在上面的示例中,我可以从第一个队列中选择2,从第二个队列中选择8,也可以从第二个队列中选择8和2。两个选项都是10的和。
Example 2:
示例2:
Find minimum sum of two numbers
求两个数的最小和
4 15 28 2 210 10In the above example one has to choose 8 and 2 both from second list.
在上面的示例中,必须从第二个列表中同时选择8和2。
I was first thinking on the line of merge K sorted lists but it won't work. I can only think of one working approach for this. It is to try all the combinations from all the queues. Can someone suggest a better way or guide me towards it?
我第一次想到的是归并K排序列表,但它行不通。我只能想到一个有效的方法。它是尝试所有队列中的所有组合。有没有人能给我一个更好的建议或者指导我?
2 个解决方案
#1
13
Let F(qs, k) be the minimum sum from choosing k numbers from the queues qs. Then:
让F(qs, k)是从队列中选择k个数字的最小值。

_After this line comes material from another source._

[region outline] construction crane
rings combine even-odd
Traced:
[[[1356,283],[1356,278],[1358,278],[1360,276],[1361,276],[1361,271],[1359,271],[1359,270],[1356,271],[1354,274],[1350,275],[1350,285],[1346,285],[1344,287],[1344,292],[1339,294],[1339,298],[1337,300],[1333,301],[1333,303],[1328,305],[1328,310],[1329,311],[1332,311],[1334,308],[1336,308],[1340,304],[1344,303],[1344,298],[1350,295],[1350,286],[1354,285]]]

然后:
F([], k) = 0 if k == 0, otherwise +infinity.F([q] + qs, k) = min_i(q[0] + q[1] + ... + q[i-1] + F(qs, k-i) for i in 0...k)That is, if you've no queues left, the min sum is 0, otherwise, you can take i numbers from the first queue, and k-i from the rest.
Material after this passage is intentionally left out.